«Quando mi trovo a contato con gli elementi naturali non mi sento piccola e schiacciata ma, al contrario, è come se mi riconoscessi. Da qui prende le mosse lo spettacolo: il corpo che mettiamo in scena si identifica più in una montagna che in un essere umano». Così Giulia Odetto, giovane regista teatrale della compagnia Collettivo EFFE, parla di Il mio corpo è (come) un monte, lavoro che debutterà domani e dopodomani al Romaeuropa festival nell’ambito di Anni luce.

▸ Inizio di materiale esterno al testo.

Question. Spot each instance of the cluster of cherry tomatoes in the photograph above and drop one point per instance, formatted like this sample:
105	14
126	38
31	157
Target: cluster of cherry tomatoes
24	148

La sezione, curata da Maura Teofili – animatrice dello spazio romano Carrozzerie n.o.t – individua ogni anno alcuni progetti su cui scommettere, con l’ambizione di cogliere le potenzialità di una scena futura e di supportare quelle realtà giovani che mostrano un percorso autoriale originale. «Nel 2020 ci siamo presentati alla Biennale College, poi il bando Powered by Ref – opportunità di sostegno e tutoraggio di Romaeuropa che la compagnia ha vinto lo scorso anno, nda – ci ha permesso di affrontare il processo produttivo in modo più professionale, nella legalità, il che non è sempre possibile perché spesso ai gruppi emergenti mancano le risorse per pagare i contributi».

NELLO SPETTACOLO di Odetto e del Collettivo EFFE gli estremi si toccano, c’è un elemento ancestrale di identificazione con la natura, uno slancio fusionale che si nutre però dell’utilizzo di possibilità tecniche dei nostri giorni – una telecamera riprende la performer Lidia Luciani, le immagini vengono proiettate in diretta sul fondale. «Mi piace pensare che la tecnologia sia un’evoluzione naturale del corpo umano, se la chiamassimo semplicemente tecnica saremmo forse più vicini ad un utilizzo manuale degli strumenti, che poi è quello che facciamo in scena. Il video dà la possibilità di isolare dei dettagli e di creare un altro contesto, a partire però da qualcosa di presente ovvero il corpo della performer. Il pubblico vedrà sempre in scena un essere umano con una telecamera che gli gira intorno, può scegliere però se abbandonarsi alla percezione di una montagna oppure no».

L’APPROCCIO alla regia di Odetto – anche assistente di Antonio Latella in Chi ha paura di Virginia Woolf? – implica il non nascondere alcun artificio, di rifiutare il principio di «illusione» del teatro, per portare in scena tutte le necessarie operazioni tecniche allo svolgimento dello spettacolo. Una direzione che, oltre ad essere in sintonia con la sensibilità contemporanea, aggiunge pregnanza alla dimensione poetica che si viene comunque a creare nel mettere in scena il desiderio impossibile di superare i propri limiti. La montagna, nella sua solenne maestosità, ispira lo spettacolo: «Abbiamo lavorato molto sulla percezione del tempo: la montagna si muove e cambia, monti come l’Everest continuano a crescere anche se per noi, che mutiamo su una scala temporale diversa, è difficile percepirlo. Per questo indaghiamo anche ciò che è molto piccolo e che l’occhio della telecamera ci permette di vedere. Con questo tipo di osservazione possiamo trovare delle similitudini tra la roccia e la pelle».
È in questo spazio tra fuoriuscita da sé e richiamo di una dimensione pre-personale che si snoda Il mio corpo è (come) un monte, mentre è ancorato ad una dimensione più marcatamente sociale OK Boomer – Anch’io sono uno stronzo, il testo di Nicolò Sordo vincitore del Premio Pier Vittorio Tondelli che andrà in scena anch’esso mercoledì e giovedì nell’ambito di Anni luce, con la regia di Babilonia Teatri. Sono le contraddizioni del capitalismo ad essere l’oggetto della scrittura, in una fotografia dello scontro generazionale che assomiglia ad uno scarico di responsabilità. Le scarpe firmate sono alla fine tutto ciò a cui si anela – e se l’identificazione con la montagna ci spinge verso orizzonti lontani, quella con le Nike ci riporta drammaticamente alla realtà alienante in cui viviamo quotidianamente.